The Conservative party’s electoral system won an unlikely compliment this afternoon from Labour MP Ian Austin, who declared that it showed how a ‘serious party’ operated. It might look serious compared with the fiasco of Labour’s leadership crisis, but does the election of a new Prime Minister really have to be dragged out over two months, and at a time when the country is crying out for someone to take leadership over Brexit?
It is bizarre that 100,000 Conservative party members are deemed to require twice as long to make up their minds as 46 million UK voters have to decide in a general election campaign. Until 2001 the Conservative party leadership was decided on fairly quickly via a ballot exclusively of MPs. For that year’s election the franchise was extended to all Conservative party members. There is something to be said for that – even if it installed Iain Duncan Smith as leader. But too little thought was given to the situation in which the party now finds itself – with a Conservative leader resigning while Prime Minister. In opposition, no-one much cares if Conservative party associations spend two months grilling candidates on the rubber chicken circuit. But when markets are in panic it is rather a different matter.

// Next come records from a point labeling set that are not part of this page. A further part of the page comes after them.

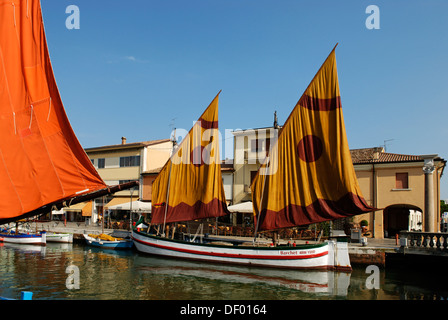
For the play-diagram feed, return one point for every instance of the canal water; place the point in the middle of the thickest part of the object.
(79, 272)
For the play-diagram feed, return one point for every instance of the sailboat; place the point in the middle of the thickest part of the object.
(42, 164)
(307, 178)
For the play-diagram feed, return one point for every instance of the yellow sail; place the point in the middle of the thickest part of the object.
(310, 176)
(190, 185)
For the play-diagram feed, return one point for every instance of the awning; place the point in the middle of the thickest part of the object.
(116, 201)
(84, 207)
(244, 207)
(87, 209)
(137, 206)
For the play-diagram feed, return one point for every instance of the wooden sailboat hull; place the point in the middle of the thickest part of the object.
(60, 237)
(105, 244)
(327, 255)
(35, 239)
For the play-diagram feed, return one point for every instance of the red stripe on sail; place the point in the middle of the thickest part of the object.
(185, 212)
(319, 211)
(237, 255)
(317, 104)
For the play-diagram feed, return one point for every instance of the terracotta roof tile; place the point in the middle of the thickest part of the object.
(377, 155)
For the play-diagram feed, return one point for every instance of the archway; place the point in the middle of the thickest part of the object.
(400, 217)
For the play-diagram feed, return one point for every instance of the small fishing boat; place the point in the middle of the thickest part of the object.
(24, 238)
(59, 237)
(107, 242)
(307, 177)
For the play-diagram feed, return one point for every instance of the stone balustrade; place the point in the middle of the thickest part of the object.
(428, 240)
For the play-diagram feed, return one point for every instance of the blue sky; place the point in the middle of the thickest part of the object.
(137, 68)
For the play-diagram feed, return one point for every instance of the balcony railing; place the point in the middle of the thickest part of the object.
(428, 240)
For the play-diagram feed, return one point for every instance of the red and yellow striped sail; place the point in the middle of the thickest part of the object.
(310, 177)
(190, 186)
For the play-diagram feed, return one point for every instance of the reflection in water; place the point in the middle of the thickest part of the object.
(111, 274)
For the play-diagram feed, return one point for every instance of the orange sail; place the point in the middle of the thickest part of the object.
(41, 160)
(310, 176)
(190, 185)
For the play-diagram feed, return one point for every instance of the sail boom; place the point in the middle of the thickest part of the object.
(63, 203)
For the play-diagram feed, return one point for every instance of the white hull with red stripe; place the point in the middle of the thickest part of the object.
(327, 255)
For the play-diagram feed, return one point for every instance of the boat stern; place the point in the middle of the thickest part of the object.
(338, 255)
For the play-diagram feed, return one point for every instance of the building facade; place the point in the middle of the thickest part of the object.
(405, 191)
(125, 162)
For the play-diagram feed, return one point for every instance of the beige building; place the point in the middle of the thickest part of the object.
(125, 162)
(407, 197)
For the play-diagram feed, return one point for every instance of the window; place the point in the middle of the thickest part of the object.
(401, 180)
(258, 145)
(101, 163)
(131, 161)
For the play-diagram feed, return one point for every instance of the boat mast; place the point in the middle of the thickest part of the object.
(261, 200)
(169, 181)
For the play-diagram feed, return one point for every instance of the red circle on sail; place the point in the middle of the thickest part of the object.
(197, 156)
(310, 148)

Why can’t Tory members decide on their new leader in a week, via a couple of hustings live-streamed over the internet? Such is the need for the leadership to decide quickly that ordinary Conservative party members are likely to lose the franchise they won 15 years ago. With an emphatic win for Theresa May in the first ballot, there will be such pressure on the other candidates to withdraw from the contest after the two ballots this week that we are likely to have a new Prime Minister without ordinary members having a say. That would have been unnecessary had the current situation been foreseen.